One which I featured in Wood’s Reward is the Audubon House. Located in the shadow of Duval Street, the quiet property is unique and worth seeing. My interest came from my research of John Geiger, a famed wrecker from the mid-nineteenth century featured in the book.
The house and adjacent gardens were never Audubon’s though they were made famous by his stay there during the 1830s when he worked on his Birds of America book. The tour as I described it in the book highlights some of the architectural details as well as Audubon’s works. As a contractor the construction techniques were interesting. Built by a shipbuilder named Alfred Evans who used a special shipbuilding technique of gradually bending the wood for circular archways and stairways.
Though I enjoyed the house and property, what I wanted to see was the replica of Geiger’s study where Wood finds the chart he used to try and locate a lost wreck. The study is also featured in the book.

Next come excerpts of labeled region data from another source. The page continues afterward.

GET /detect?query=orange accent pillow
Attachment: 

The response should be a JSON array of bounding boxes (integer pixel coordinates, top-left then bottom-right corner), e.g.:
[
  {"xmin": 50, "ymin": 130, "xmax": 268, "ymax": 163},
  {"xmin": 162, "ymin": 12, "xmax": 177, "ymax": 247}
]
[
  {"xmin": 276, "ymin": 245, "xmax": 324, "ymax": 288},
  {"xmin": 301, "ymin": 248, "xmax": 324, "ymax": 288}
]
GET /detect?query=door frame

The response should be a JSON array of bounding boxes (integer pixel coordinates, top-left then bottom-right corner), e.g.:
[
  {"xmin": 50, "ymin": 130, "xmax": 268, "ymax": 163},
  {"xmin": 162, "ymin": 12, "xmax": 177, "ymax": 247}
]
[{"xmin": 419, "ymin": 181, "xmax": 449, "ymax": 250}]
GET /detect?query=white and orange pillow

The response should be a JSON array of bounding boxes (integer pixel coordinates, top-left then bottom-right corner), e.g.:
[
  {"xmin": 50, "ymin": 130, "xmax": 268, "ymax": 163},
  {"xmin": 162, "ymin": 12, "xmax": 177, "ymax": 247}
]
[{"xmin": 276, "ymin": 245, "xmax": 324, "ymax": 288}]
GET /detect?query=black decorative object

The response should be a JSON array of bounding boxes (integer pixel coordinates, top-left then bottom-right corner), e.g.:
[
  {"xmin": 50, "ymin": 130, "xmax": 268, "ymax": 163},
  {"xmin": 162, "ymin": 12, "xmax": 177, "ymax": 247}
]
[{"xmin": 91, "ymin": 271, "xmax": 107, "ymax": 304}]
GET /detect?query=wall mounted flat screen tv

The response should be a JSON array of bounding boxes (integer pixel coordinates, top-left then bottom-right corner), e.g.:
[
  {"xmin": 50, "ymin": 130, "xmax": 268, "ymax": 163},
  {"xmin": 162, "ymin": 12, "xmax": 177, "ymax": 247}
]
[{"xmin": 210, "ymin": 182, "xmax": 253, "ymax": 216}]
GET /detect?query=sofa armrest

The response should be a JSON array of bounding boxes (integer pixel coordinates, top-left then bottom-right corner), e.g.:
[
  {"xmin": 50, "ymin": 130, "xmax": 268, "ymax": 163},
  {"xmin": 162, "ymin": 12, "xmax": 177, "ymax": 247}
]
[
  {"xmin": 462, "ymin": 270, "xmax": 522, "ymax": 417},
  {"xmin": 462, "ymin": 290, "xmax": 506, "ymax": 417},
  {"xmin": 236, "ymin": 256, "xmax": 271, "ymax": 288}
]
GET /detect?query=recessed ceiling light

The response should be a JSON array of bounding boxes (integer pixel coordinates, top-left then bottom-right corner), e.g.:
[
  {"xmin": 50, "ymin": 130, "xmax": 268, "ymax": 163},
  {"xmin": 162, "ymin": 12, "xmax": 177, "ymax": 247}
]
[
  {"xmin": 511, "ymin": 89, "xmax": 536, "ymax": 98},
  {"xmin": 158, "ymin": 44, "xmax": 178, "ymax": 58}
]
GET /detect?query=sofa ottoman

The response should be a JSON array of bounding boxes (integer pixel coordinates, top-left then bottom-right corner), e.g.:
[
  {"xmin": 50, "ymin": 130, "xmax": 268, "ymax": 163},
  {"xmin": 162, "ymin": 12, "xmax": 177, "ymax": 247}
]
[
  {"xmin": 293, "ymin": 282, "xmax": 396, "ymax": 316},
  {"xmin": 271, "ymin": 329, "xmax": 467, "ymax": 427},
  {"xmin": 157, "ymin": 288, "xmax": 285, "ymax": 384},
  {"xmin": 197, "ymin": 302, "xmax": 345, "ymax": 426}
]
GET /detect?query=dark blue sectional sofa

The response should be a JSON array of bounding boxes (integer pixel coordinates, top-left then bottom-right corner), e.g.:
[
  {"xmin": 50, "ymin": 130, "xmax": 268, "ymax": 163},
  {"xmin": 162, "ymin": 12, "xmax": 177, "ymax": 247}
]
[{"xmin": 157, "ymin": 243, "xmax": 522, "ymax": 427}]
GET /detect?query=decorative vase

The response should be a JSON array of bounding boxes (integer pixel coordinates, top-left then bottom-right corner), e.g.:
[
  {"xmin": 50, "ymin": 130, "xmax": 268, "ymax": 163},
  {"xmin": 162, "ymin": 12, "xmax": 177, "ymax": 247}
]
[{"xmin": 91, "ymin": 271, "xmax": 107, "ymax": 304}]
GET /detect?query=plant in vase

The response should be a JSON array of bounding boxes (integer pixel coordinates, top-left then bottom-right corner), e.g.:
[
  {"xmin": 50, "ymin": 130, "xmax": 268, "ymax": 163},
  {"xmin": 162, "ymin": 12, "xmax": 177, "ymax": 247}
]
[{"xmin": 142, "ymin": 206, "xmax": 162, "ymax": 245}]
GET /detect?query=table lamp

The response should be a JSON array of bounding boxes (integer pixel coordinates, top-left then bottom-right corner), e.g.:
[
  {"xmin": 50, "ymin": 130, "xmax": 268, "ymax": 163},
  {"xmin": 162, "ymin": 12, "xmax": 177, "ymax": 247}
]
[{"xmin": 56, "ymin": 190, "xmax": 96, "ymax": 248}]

Captain Geiger raised many children in the house, and planted beautiful tropical vegetation on the property. It was the beautiful plants which drew Audubon to it during his visit in 1832. Audubon took cuttings from the plants growing on the property, and used them as backgrounds in many works, including the White crowned Pigeon, which has the "Geiger tree" in the background.
This was the first restoration project in Key West and is still considered the gem of the island's restoration movement. Antique enthusiasts who tour the house appreciate the unique quality of the furnishings, which were typically found in a prosperous Key West home in the 1800s.